Fostering new relationships

Jonathan Gallardo | Greene County News Left to right: Foster care specialist Gregg Yoxtheimer, and foster parents Patricia and Mike Hamilton.

GREENE COUNTY – Greene County has approximately 40 foster families, according Jana Howell, who supervises the foster care unit at Greene County Children’s Services. Of that number, only five live in Fairborn, a city with more than 30,000 people.

“It is one of the largest drawing areas we are currently getting kids from, so it’d be nice to have some foster families in that area because it’s always traumatic to remove kids from their home,” said Gregg Yoxtheimer, a foster care specialist with Greene County Children’s Services. “But when we have to take them out of their school district and their friends and their neighborhood, that does extra damage, so we’re always looking to try to increase in Fairborn.”

One of Fairborn’s foster families, Mike and Patricia Hamilton, said they have their five years of foster care so far, and it has positively affected them as well as their kids.

Patricia grew up in foster care and had good experiences with it. She wanted to be a foster parent and she convinced her husband Mike that it was a good idea. The couple had taken care of some of their nieces and nephews for a short period, and they enjoyed the opportunity to help the children, so the parents of three decided to become foster parents around five years ago.

Patricia said one of the biggest misconceptions about foster children is that they are in foster care because they have done something wrong.

“Just within our neighborhood, a lady a couple houses down, she’s like, ‘you’re the ones that do foster care,’ and you just see this scowl on her face. We have good kids. But the misconception is that they’re bad kids,” she said.

The Hamiltons said their biological children and foster children treat each other as if they were blood relations.

“I think they would defend each other if they had to, but they’ll throw each other under the bus in a red hot second,” Patricia said. “They do that like natural-born siblings, they get along well and they argue well.”

Foster care provides children with “opportunities to experience things that they wouldn’t have normally had have been given to them,” Patricia said. “One of our kids’ favorite food is sushi. I just don’t think that he would have normally been given that choice, and he tried it and loved it.”

Foster parents come in a wide range of ages. Some of Greene County’s best foster parents, Howell said, are empty nesters, but one of the biggest myths about foster care is that one needs to be married and have parenting experience in order to be a foster parent.

“You have to be over 21, you have to be able to provide for yourself and have a stable home,” she said, “but we have single foster parents, we have foster parents that aren’t married, we also have partners, where they’re living in the same home but aren’t married.”

Yoxtheimer, who acts as a liaison between families and the agency, said foster parents often grow in their parenting skills.

“Lots of times we get foster parents and when they first start, they’re very young and naive about how things go,” he said, “and they reach their own milestones, so to speak, and they develop a lot of self-confidence and they develop a lot of techniques.”

This was true for the Hamiltons, according to Yoxtheimer.

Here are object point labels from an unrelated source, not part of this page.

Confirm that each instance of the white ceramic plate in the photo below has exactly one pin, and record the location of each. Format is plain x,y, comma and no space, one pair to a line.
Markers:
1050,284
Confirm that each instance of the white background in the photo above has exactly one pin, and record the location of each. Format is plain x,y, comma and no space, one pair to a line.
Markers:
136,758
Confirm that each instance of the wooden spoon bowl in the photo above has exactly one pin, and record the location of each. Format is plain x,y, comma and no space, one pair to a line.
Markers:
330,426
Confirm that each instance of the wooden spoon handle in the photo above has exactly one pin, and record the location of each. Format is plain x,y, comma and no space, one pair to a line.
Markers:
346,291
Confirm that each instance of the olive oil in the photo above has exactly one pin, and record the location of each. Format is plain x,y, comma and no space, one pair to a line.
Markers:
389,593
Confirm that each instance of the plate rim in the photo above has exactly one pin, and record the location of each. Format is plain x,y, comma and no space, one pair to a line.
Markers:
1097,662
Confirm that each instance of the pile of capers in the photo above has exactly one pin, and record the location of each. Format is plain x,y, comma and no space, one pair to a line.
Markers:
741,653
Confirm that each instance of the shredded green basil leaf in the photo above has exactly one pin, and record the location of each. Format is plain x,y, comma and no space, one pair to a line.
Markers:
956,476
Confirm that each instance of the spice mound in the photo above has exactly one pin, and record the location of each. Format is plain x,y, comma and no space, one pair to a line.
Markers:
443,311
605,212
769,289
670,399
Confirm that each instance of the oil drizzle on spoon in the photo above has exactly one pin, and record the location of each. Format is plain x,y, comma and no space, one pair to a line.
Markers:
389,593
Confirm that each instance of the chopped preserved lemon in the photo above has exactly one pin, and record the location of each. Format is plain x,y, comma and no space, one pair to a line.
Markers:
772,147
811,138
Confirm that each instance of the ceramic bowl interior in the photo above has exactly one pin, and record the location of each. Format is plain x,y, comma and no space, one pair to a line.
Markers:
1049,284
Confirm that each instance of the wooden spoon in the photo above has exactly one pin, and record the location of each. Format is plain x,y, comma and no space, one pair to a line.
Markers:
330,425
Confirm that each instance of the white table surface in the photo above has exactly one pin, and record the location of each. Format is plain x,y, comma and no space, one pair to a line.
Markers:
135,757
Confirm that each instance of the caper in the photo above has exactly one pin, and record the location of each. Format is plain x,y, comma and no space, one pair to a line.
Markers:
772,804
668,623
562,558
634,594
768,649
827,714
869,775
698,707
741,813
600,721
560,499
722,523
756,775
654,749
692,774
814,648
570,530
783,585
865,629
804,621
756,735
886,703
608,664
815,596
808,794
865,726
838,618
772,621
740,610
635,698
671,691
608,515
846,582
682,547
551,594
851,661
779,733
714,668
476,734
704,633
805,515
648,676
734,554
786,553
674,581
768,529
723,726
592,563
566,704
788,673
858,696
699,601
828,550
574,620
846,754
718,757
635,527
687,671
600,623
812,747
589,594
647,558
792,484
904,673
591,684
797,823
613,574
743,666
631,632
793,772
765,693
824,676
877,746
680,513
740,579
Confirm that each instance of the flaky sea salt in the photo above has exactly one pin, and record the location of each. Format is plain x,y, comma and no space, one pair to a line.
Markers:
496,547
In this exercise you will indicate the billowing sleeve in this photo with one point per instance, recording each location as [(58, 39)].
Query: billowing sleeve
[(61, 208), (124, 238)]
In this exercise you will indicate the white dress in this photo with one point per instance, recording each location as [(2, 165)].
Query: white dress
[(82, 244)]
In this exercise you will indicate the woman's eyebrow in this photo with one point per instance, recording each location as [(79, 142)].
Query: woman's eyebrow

“When they were getting into foster care, they didn’t want to take kids older than their biological children,” he said, “and they’ve kind of stepped outside their comfort zone and they’ve done a marvelous job with taking care of older kids, even though they didn’t have any direct parental skills in that area.”

Howell said that in addition to taking care of a child, some foster parents become mentors to the birth parents.

Reunification of the children to their birth parents is the ultimate goal. Howell said that for many foster parents, this is the most difficult part of foster care.

“It’’s a very hard thing to bring that child and to take day-to-day care of them and then when they are reunified, as happy as you are for that child, for them to go home and that their family is safe, it’s also very hard to lose all day-to-day contact and everyday involvement,” she said.

Yoxtheimer added, “I think that’s one thing that’s always hard for folks is that we ask them to love (the kids), take care of them just like their own, and then at some point in time, they have to give them back.”

Although they are not looking forward to this moment, the Hamiltons said they will foster more children once their current ones leave. Their home is crowded right now, housing eight people, but Mike and Patricia do not regret their decision to become foster parents, and they encourage others to do the same.

“I would say there is power in numbers,” Mike said. “The more you have, the more you can accomplish.”